On 16 November 1414, Emperor Sigismund called the Council of Constance to settle the Western Schism between the three popes (Benedict XIII, Gregory XII, and John XXIII), all of whom claimed legitimacy. Frederick IV of Habsburg sided with John XXIII. When John XXIII was declared an antipope, he fled the city with Frederick's help. The emperor then declared the Habsburg lands forfeited and ordered the neighboring countries to conquer those lands for the emperor. The city-state of Bern had already pledged their support of the emperor against the Habsburgs in 1414, and so they were ready to invade. The rest of the Confederation quickly followed.

The territory was quickly conquered in 1415 by the Confederation. Under Habsburg rule Aargau was divided into multiple sections (Ämter), which were maintained under the Confederation. Bern, Lucerne and Zurich were each given a portion of the conquered region to administer. The rest of the Freie Ämter were collectively administered as subject territories by the rest of the Confederation – effectively a condominium. Muri Amt was assigned to Zurich, Lucerne, Schwyz, Unterwalden, Zug and Glarus, while the Ämter of Meienberg, Richensee and Villmergen were first given to Lucerne alone. The final boundary was set in 1425 by an arbitration tribunal and Lucerne had to give the three Ämter to be collectively ruled. The four Ämter were then consolidated under a single Confederation bailiff into what was known in the 15th century as the Waggental Bailiwick (Vogtei im Waggental). In the 16th century, it came to be known as the Vogtei der Freien Ämter. While the Freien Ämter often had independent lower courts, they were forced to accept the Confederation's sovereignty. Finally, in 1532 the canton of Uri became part of the collective administration of the Freien Ämter.

===From the Reformation to the creation of Aargau===
At the time of Reformation the majority of the Ämter converted to the new faith. In 1529 a wave of iconoclasm swept through the area and wiped away much of the old religion. After the defeat of Zurich in the second Battle of Kappel in 1531, the victorious five Catholic cantons marched their troops into the Freie Ämter and reconverted them to Catholicism.

In the First War of Villmergen, in 1656, and the Toggenburg War (or Second War of Villmergen), in 1712, the Freie Ämter became the staging ground for the warring Reformed and Catholic armies. While the peace after the 1656 war did not change the status quo, the fourth Peace of Aarau in 1712 brought about a reorganization of power relations. The victory gave Zurich the opportunity to force the Catholic cantons out of the government in the county of Baden and the adjacent area of the Freie Ämter. The Freie Ämter were then divided in two by a line drawn from the gallows in Fahrwangen to the Oberlunkhofen church steeple. The northern part, the so-called Unteren Freie Ämter (lower Freie Ämter), which included the districts of Boswil (in part) and Hermetschwil and the Niederamt, were ruled by Zurich, Bern and Glarus. The southern part, the Oberen Freie Ämter (upper Freie Ämter), were ruled by the previous seven cantons but Bern was added to make an eighth.

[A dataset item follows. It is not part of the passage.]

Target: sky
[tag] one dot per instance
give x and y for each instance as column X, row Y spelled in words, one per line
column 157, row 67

During the Helvetic Republic (1798-1803) the county of Baden, the Freie Ämter and the region known as the Kelleramt were combined into a new Canton of Baden. In 1803 the cantons of Baden and Fricktal merged into the canton of Aargau.

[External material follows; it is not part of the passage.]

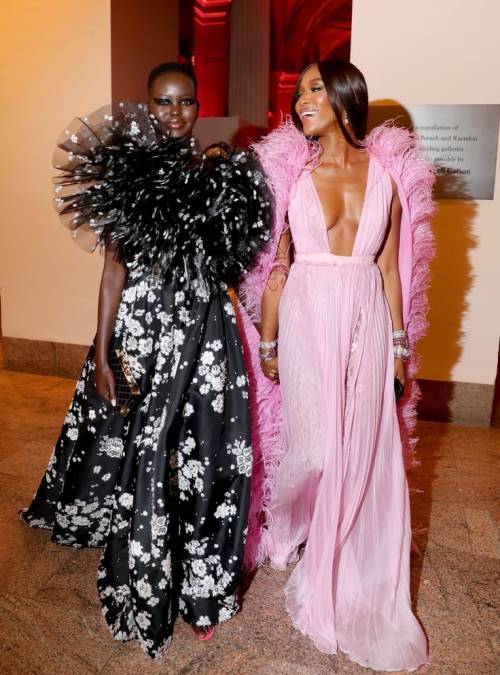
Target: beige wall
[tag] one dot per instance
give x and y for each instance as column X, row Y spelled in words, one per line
column 55, row 63
column 445, row 52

===Since the creation of Aargau===
In 1830 Aargau was rocked by the Freiämtersturm, an uprising of the rural population in the region. Many residents of the Freie Ämter marched on the cantonal capital of Aarau to demand changes in the cantonal constitution. After the Freie Ämter militia surrounded government buildings, the government quickly negotiated an end of the uprising. They agreed to a full revision of the constitution and all the other demands of the militia. This, together with other uprisings in 1830–31 led to the end of the Restoration period and the beginning of the liberal Regeneration period. The changes during the Regeneration led to the creation of the Federal State in 1848.